Ninche Alston, B.S., M.S. 
Consultant, Animal Specialist
e-mail: alston@pharm.stonybrook
Ninche Alston received his BS and MS degrees in Biology at Adelphi University in Garden City New York. Most recently, in the department of pharmacology at Stony Brook University he worked on the signaling mechanism that promotes neural progenitor cell recruitment after brain injury. Prior to this study he successfully generated a mouse model by modifying chromosome-engineered alleles via germline transmission. This included the corresponding lesion present in autistic patients (16p deletion), as well as the reciprocal lesion (16p duplication), and the conditional model (the floxed deletion). This work was conducted at Cold Spring Harbor Laboratory at Cold Spring Harbor, New York.

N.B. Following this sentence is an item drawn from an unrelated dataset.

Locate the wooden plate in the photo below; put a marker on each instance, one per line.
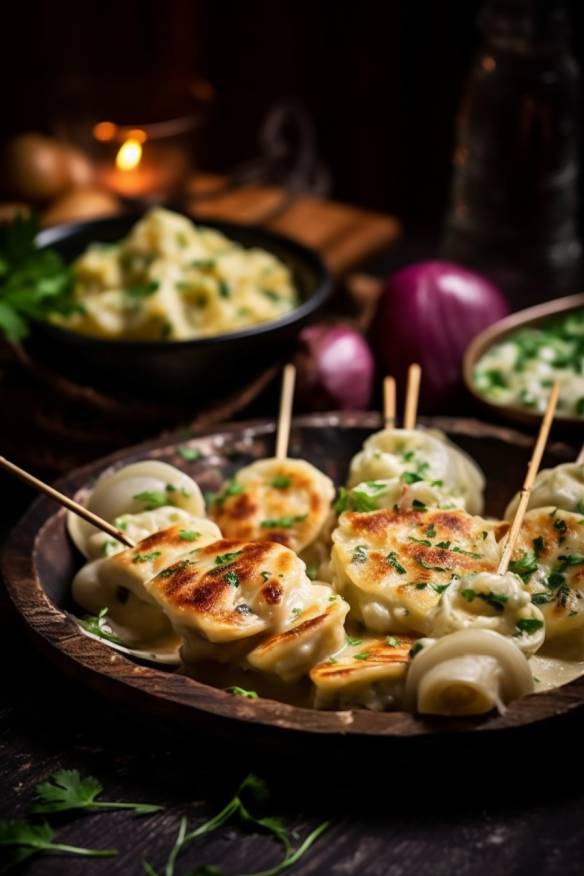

Having also worked on the Endocrine pancreas in the Dept of Diabetes, Endocrinolgy and Metabolism at Vanderbilt University in Nashville TN, and the Exocrine Pancreas in the dept of Pharmacological Sciences at Stony Brook University, Ninche has a broad knowledge of the pancreas. Currently he is developing new animal models to test the efficacy of various novel anti-cancer drugs.
Selected Publications:
1. Weeks BS, Alston NI, Cadet P, Zhu W, Rialas C, and Stefano GB. Morphine reduces herpes simplex virus-1 pathogenesis in the murine flank. (2001). International Journal of Molecular Medicine 8: 303-307.

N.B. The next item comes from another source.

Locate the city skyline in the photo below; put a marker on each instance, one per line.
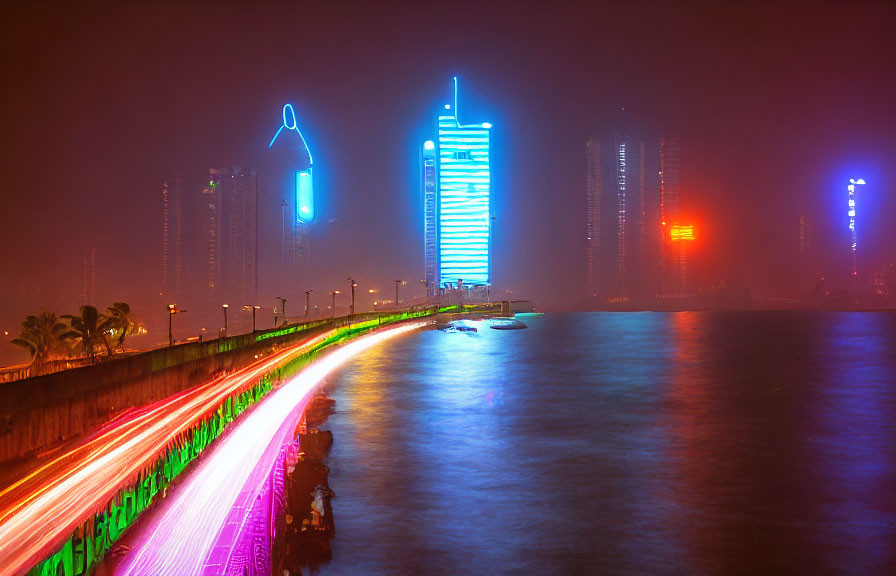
(730, 184)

2. Peter O. Wiebe PO, Zaret KS, Alston NI, V.E. Wright CV, Stein RW, and Gannon M. Ptf1a binds to and activates Area III, a highly conserved region of the Pdx1 promoter that mediates early pancreas-wide Pdx1 expression Mol. Cell. Biol. published ahead of print on 2 April 2007, doi:10.1128/MCB.01978-06.
3. Bombardelli L, Carpenter ES, Wu AP, Alston N, DelGiorno KE, and Crawford HC. Pancreas-Specific Ablation of ß1 Integrin Induces Tissue Degeneration by Disrupting Acinar Cell Polarity. Gastroenterology, Volume 138, Issue 7, Pages 2531-2540.e4, June 2010.